The 2012 JOBS Act was a bipartisan achievement of consequence. It improves the regulatory environment for entrepreneurial capital formation. It established a crowdfunding exemption from the Securities Act registration requirements which is designed to allow small companies to use the internet to raise up to $1 million of capital in small amounts from a large number of investors. The crowdfunding exemption will be effective May 16, 2016.
So-called Regulation A plus, also created by the JOBS Act, expands Regulation A to allow companies to raise up to $50 million from the public. The new Regulation A rules were effective June 19, 2015. While generally imposing greater obligations on the companies using it, it too allows companies to raise capital from a large number of small investors.
The problem is that if an S corporation is raising small amounts of capital from a large number of investors using either the crowdfunding exemption or Regulation A plus, it will quickly have more than 100 shareholders and be disqualified as an S corporation. That means the corporation will be double-taxed at both the entity level and the shareholder level. A company that raises $1,000 each from 101 shareholders will have raised only $101,000 but no longer be eligible for S corporation status.
Well-advised S corporations will be told simply that they cannot practically use crowdfunding or Regulation A. They will then have to either use less attractive means of raising capital or do without the investment altogether. Less well-advised S corporations will use crowdfunding to raise capital and then find, when they consult with an accountant to file their tax return, that they are no longer qualified to be an S corporation and may be on the hook for a large tax.
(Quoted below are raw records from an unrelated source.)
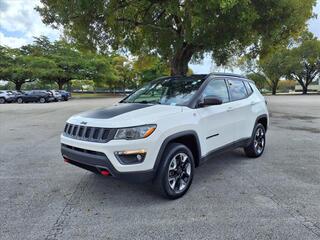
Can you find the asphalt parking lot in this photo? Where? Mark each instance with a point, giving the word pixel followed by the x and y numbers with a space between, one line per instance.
pixel 232 197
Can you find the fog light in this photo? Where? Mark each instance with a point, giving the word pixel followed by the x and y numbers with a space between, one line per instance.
pixel 131 156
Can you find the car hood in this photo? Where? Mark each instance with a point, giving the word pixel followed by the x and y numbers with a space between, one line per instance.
pixel 126 115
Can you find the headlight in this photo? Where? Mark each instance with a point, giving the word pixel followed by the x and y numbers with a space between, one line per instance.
pixel 135 132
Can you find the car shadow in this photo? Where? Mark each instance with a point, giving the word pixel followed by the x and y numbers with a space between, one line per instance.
pixel 122 193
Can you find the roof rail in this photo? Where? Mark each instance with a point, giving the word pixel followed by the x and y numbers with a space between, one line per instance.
pixel 227 74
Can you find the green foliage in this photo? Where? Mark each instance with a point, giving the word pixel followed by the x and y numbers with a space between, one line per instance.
pixel 179 30
pixel 150 67
pixel 303 62
pixel 272 65
pixel 18 67
pixel 57 62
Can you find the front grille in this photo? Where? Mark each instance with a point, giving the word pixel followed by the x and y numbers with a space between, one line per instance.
pixel 90 134
pixel 84 150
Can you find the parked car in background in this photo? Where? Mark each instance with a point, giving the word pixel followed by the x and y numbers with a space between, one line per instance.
pixel 65 95
pixel 40 96
pixel 56 95
pixel 6 96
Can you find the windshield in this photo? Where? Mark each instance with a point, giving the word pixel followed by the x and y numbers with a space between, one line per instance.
pixel 167 91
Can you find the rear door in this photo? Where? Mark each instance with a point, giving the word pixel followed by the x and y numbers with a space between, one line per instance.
pixel 216 122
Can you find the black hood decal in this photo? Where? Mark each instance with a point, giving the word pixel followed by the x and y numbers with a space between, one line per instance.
pixel 113 111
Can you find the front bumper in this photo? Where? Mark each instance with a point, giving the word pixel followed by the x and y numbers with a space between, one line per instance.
pixel 97 162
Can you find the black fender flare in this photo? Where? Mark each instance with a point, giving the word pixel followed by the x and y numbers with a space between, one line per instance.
pixel 170 139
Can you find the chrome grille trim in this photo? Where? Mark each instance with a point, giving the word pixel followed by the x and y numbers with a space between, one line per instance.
pixel 88 133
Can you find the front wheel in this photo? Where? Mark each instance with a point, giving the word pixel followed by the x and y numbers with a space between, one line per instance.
pixel 258 142
pixel 176 171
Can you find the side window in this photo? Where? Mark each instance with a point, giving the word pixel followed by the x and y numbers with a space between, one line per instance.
pixel 217 88
pixel 248 87
pixel 237 90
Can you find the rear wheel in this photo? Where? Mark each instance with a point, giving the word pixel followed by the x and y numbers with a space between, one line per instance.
pixel 258 142
pixel 176 173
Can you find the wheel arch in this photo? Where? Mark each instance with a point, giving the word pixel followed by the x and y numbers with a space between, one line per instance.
pixel 263 119
pixel 188 138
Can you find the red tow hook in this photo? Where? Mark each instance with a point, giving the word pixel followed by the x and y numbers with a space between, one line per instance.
pixel 105 172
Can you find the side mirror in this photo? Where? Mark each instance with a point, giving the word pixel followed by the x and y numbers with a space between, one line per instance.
pixel 210 101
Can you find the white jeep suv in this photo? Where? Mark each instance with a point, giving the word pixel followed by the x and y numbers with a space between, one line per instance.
pixel 165 129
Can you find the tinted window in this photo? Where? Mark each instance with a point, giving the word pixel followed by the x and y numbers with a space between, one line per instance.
pixel 248 87
pixel 168 91
pixel 237 90
pixel 217 88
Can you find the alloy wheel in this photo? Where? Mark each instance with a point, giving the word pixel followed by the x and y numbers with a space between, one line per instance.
pixel 259 140
pixel 179 173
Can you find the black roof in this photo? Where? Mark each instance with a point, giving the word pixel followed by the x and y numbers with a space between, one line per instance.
pixel 218 74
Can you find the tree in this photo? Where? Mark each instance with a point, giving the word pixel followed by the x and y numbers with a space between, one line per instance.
pixel 150 67
pixel 178 30
pixel 259 79
pixel 68 63
pixel 18 67
pixel 267 70
pixel 272 66
pixel 303 62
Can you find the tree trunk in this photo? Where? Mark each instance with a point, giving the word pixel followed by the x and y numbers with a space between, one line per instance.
pixel 18 85
pixel 179 63
pixel 304 89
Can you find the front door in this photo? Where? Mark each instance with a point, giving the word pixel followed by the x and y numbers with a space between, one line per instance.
pixel 216 122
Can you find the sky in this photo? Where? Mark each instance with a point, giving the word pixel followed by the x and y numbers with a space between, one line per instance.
pixel 19 23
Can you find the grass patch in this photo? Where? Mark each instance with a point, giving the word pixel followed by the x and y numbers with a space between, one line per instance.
pixel 95 95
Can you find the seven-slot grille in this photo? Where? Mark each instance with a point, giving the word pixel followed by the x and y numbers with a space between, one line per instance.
pixel 86 133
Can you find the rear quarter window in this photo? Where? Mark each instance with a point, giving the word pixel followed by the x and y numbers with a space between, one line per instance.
pixel 248 87
pixel 237 90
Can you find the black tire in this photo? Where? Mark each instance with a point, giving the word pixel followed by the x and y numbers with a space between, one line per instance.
pixel 257 143
pixel 42 100
pixel 19 100
pixel 178 165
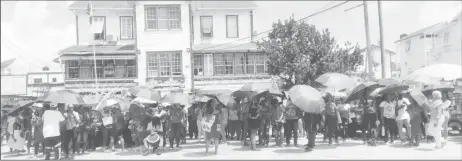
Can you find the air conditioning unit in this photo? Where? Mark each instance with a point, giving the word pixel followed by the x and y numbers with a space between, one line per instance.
pixel 207 30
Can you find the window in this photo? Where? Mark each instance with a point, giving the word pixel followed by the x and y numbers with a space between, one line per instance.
pixel 239 63
pixel 73 69
pixel 232 30
pixel 164 64
pixel 446 38
pixel 38 80
pixel 85 69
pixel 109 69
pixel 126 27
pixel 408 45
pixel 102 35
pixel 198 64
pixel 163 17
pixel 218 64
pixel 206 26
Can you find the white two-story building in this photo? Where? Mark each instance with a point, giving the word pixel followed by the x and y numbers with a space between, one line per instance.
pixel 163 38
pixel 439 43
pixel 115 49
pixel 225 57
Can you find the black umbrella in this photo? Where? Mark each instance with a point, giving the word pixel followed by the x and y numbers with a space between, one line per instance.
pixel 362 90
pixel 20 106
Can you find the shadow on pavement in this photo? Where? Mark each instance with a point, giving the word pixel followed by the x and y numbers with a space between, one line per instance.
pixel 199 154
pixel 456 139
pixel 298 150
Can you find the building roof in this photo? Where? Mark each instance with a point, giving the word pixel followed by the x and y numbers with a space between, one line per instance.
pixel 231 47
pixel 7 63
pixel 424 30
pixel 83 5
pixel 217 5
pixel 378 47
pixel 88 49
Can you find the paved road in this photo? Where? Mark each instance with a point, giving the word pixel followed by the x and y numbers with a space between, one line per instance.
pixel 351 149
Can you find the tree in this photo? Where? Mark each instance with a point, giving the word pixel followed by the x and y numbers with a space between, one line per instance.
pixel 299 53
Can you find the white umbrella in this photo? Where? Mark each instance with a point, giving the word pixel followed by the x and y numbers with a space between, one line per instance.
pixel 438 71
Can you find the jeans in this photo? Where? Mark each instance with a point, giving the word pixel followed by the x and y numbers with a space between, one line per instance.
pixel 391 129
pixel 192 130
pixel 175 133
pixel 291 126
pixel 234 127
pixel 407 123
pixel 68 137
pixel 331 127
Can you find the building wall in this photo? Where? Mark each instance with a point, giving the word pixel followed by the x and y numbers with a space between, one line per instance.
pixel 449 51
pixel 219 26
pixel 163 40
pixel 38 89
pixel 112 25
pixel 415 57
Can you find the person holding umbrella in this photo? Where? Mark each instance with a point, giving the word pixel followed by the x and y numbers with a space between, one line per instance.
pixel 332 116
pixel 403 117
pixel 51 132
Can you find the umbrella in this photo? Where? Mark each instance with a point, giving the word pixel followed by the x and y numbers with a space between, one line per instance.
pixel 376 92
pixel 439 71
pixel 387 82
pixel 20 106
pixel 420 79
pixel 62 96
pixel 362 90
pixel 145 92
pixel 336 80
pixel 177 98
pixel 212 92
pixel 440 87
pixel 202 98
pixel 227 100
pixel 307 98
pixel 394 88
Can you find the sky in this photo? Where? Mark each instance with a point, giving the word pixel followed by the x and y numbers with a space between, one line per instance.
pixel 33 31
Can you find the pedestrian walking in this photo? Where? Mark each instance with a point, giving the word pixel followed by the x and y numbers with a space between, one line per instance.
pixel 51 131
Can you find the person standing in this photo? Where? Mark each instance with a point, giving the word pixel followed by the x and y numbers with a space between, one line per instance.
pixel 403 117
pixel 332 118
pixel 312 120
pixel 291 125
pixel 72 121
pixel 176 115
pixel 277 120
pixel 192 121
pixel 51 132
pixel 436 119
pixel 388 118
pixel 234 122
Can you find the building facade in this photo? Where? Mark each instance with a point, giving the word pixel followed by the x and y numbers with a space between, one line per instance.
pixel 163 36
pixel 439 43
pixel 111 37
pixel 40 83
pixel 224 55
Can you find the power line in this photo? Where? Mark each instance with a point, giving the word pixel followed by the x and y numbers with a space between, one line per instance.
pixel 23 51
pixel 29 62
pixel 314 14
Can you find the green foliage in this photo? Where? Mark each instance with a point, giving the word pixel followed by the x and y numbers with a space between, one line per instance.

Rep. French Hill, R-Ark., has introduced legislation (H.R. 4831) that would address this problem. The legislation would amend the Internal Revenue Code so that shareholders who only acquired their shares via a crowdfunding offering or a Regulation A offering would not count towards the 100 shareholder S corporation limit. This legislation would eliminate an important impediment to capital formation for small S corporations and promote job creation, innovation and higher wages.